What are the Benefits of the Arthrex Univers Revers™ Total Shoulder?
The Arthrex Univers Revers™ Total Shoulder has several benefits over conventional shoulder replacements, such as:
- Improved pain relief and function due to the restoration of deltoid function and joint stability.
- Reduced risk of implant dislocation or impingement due to the increased joint congruency and offset.
- Enhanced implant fixation and durability due to the porous titanium coating and screw-in design of the glenosphere.
- Increased range of motion and versatility due to the multiple inclination angles, cup sizes, metaphyseal offset, glenosphere geometries, and options for attaching rotator cuff and tuberosity fragments to the prosthesis.
How do you Prepare for Arthrex Univers Revers™ Total Shoulder Surgery?
Specific instructions will be provided by your doctor. Here are some general guidelines:
- You will need to undergo a physical examination, blood tests, and imaging tests such as X-rays, MRI, or CT scan to evaluate your shoulder condition and plan the surgery.
- You will need to inform your surgeon about any medications, supplements, or allergies that you have, and follow their instructions on how to stop or adjust them before the surgery.
- Follow your doctor's instructions about when to stop eating and drinking before the surgery.
- You will also need to arrange for someone to drive you home after the surgery and help you with your daily activities for a few weeks.
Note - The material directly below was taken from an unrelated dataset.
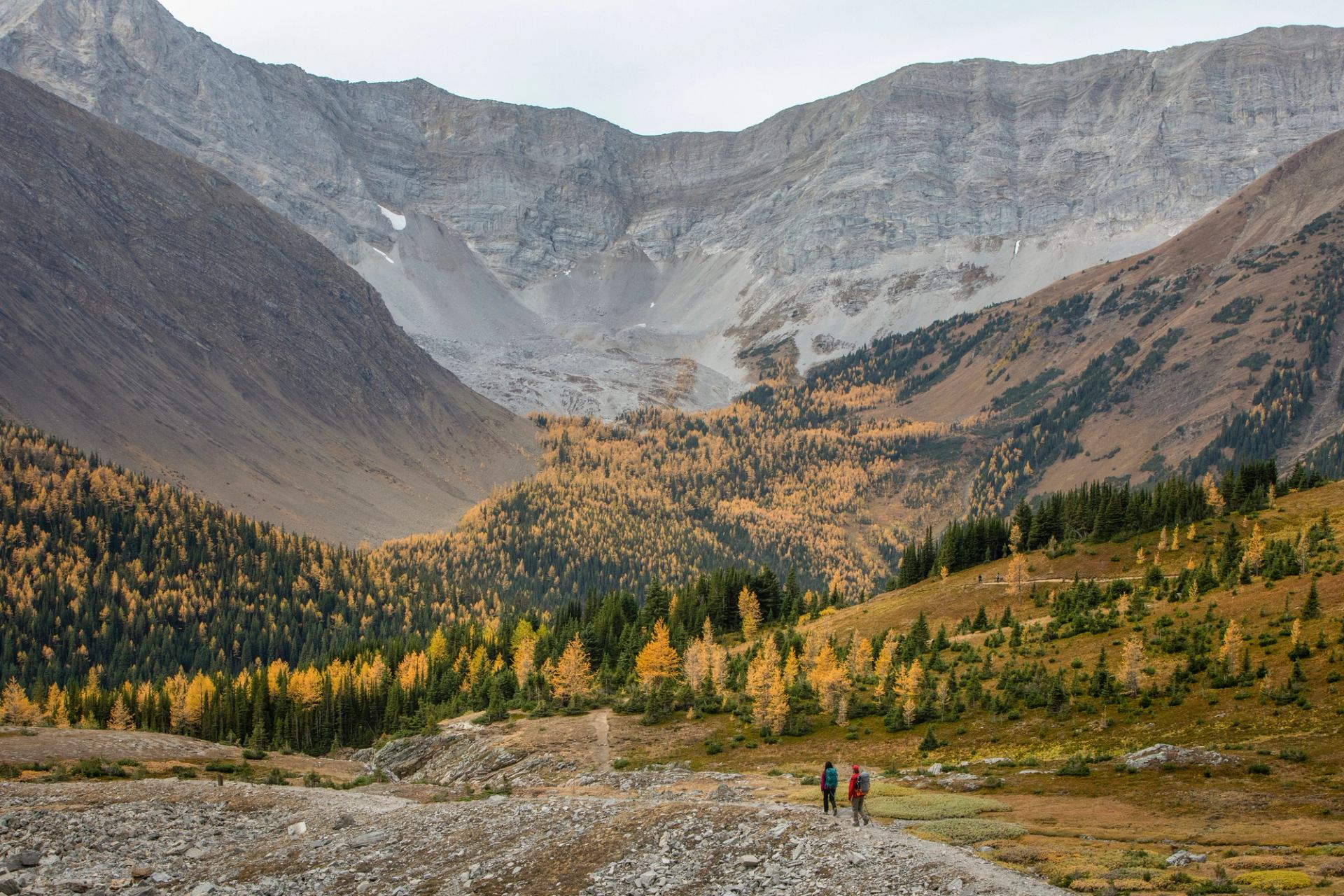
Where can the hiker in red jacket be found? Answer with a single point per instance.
(858, 790)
Arthrex Univers Revers™ Total Shoulder Procedure
You will be placed in the beach chair position and given general or regional anesthesia. Your surgeon will make an incision on the front of your shoulder and expose the shoulder joint. The surgeon removes the worn-out part of the upper arm bone (called the humeral head) and replaces it with a metal part that fits into the bone. The metal part has a cup-shaped attachment that holds a plastic part that acts like a cushion for the joint. The surgeon removes the damaged part of the shoulder blade (called the glenoid) and replaces it with a metal part that fits into the bone. The metal part has a ball shaped attachment that fits into the plastic part on the upper arm bone. The fit and alignment of the components and the range of motion of the shoulder will be tested. The incision will be closed with stitches or staples and a dressing will be applied. Your arm will then be placed in a sling.
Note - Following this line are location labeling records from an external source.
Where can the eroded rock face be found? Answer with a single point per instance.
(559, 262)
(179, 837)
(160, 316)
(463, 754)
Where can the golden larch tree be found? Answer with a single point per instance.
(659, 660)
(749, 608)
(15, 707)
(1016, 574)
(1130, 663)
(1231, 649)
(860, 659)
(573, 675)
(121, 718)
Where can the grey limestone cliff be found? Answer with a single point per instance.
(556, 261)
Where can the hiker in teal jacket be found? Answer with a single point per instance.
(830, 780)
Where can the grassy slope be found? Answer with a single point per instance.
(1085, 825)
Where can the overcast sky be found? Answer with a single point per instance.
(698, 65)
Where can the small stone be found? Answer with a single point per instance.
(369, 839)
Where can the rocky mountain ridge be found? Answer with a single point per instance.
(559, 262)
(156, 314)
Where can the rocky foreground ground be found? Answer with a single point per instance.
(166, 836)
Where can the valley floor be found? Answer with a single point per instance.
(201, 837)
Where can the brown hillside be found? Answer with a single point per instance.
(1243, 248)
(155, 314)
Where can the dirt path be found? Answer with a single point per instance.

After the surgery, you will be taken to a recovery room where you will be monitored for any complications. You will be given pain medication and antibiotics to prevent infection. You will also be given instructions on how to care for your incision, use your sling, perform gentle exercises, and when to resume your normal activities. You will need to follow these instructions carefully and attend regular follow-up visits with your surgeon. You will also need to participate in a physical therapy program that will help you regain your shoulder strength, function, and mobility.
What are the Risks associated with the Univers Revers™ Total Shoulder Procedure?
There is a minimal risk of bleeding, infection, delayed healing, or failure of the implant after the surgery.